Sometimes, the victims of crimes of domestic violence claim that they consented to the battery, even when it causes them harm. As a matter of policy, the law has evolved to recognize the public’s strong and overriding interest in prohibiting and preventing acts of domestic violence.

“[T]he offense in question involve[s] a breach of the public peace as well as an invasion of the victim’s physical security, the victim’s consent would not be recognized as a defense.” W. E. Shipley, Consent as Defense to Charge of Criminal Assault and Battery, 58 A.L.R. 3d 662 § 2(a) (1974).

In Florida Statute Section 741.2901(2), the Florida legislature expressed its legislative intent that “domestic violence be treated as a criminal act rather than a private matter.”

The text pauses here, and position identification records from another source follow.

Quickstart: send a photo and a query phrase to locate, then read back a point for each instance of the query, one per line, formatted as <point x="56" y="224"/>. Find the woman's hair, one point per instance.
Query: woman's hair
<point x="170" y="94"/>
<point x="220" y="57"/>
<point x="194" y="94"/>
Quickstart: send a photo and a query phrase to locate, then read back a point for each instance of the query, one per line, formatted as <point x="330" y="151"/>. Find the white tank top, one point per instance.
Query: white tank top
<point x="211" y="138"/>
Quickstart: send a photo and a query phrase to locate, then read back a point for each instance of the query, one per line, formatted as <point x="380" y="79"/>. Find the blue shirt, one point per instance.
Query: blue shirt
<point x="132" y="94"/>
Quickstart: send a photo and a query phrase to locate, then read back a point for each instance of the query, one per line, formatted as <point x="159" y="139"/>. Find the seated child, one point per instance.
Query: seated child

As a matter of law, the courts have held that an alleged victim cannot typically freely, knowingly, and voluntarily consent to assault and battery, except in cases of rape. For example, in State v. Conley, 799 So. 2d 400 (Fla. 4th DCA 2001), the court found that consent is not a defense to the criminal charge of battery causing harm.

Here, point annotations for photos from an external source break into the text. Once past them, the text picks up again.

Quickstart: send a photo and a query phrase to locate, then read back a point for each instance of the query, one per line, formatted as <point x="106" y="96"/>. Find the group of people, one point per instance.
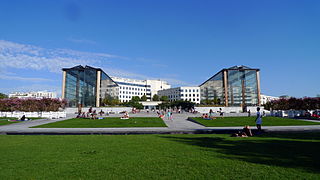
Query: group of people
<point x="92" y="114"/>
<point x="246" y="131"/>
<point x="210" y="115"/>
<point x="167" y="112"/>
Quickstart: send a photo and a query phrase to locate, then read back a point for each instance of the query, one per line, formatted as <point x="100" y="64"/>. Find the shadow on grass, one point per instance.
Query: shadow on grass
<point x="282" y="152"/>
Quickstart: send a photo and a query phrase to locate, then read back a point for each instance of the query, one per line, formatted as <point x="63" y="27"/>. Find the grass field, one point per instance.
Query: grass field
<point x="4" y="120"/>
<point x="106" y="122"/>
<point x="242" y="121"/>
<point x="286" y="156"/>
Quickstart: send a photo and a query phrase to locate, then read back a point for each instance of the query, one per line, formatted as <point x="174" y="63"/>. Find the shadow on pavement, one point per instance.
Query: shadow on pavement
<point x="285" y="152"/>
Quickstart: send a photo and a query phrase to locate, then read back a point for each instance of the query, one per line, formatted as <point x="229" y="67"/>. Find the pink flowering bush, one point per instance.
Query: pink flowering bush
<point x="294" y="104"/>
<point x="31" y="105"/>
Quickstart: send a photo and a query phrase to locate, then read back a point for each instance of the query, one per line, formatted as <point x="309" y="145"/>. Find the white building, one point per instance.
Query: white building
<point x="264" y="98"/>
<point x="37" y="95"/>
<point x="191" y="94"/>
<point x="133" y="87"/>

Under Florida Statute Section 784.03, battery may be committed in one of two ways:

  • actually and intentionally touching another person without the consent of that person under § 784.03(1)(a)1; or
  • intentionally causing harm to another person under § 784.03(1)(a)2.

The second way of committing a battery does not mention “consent.” Therefore, the courts have found that consent is not typically a defense to battery as defined under that subsection.

In Lyons v. State, 437 So. 2d 711, 712 (Fla. lst DCA 1983), the defendant alleged the trial judge erred in excluding all defense evidence that the victim had consented to the aggravated battery. The court considered whether consent was a valid defense to criminal prosecution of aggravated battery and whether the excluded testimony was relevant to consent. The court first noted it found no cases in Florida directly on this issue, although “[t]he general view is that consent is not a defense to a criminal prosecution for ” Id. The court also noted the following policy consideration: “Whether or not the victims of crimes have so little regard for their own safety as to request injury, the public has a stronger and overriding interest in prohibiting and preventing such acts as this.” State v. Fransua, 85 N.M. 173, 510 P.2d 106 (1973). Ultimately, the court found that consent is not a valid defense to criminal aggravated battery and the exclusion of testimony relating to consent was proper.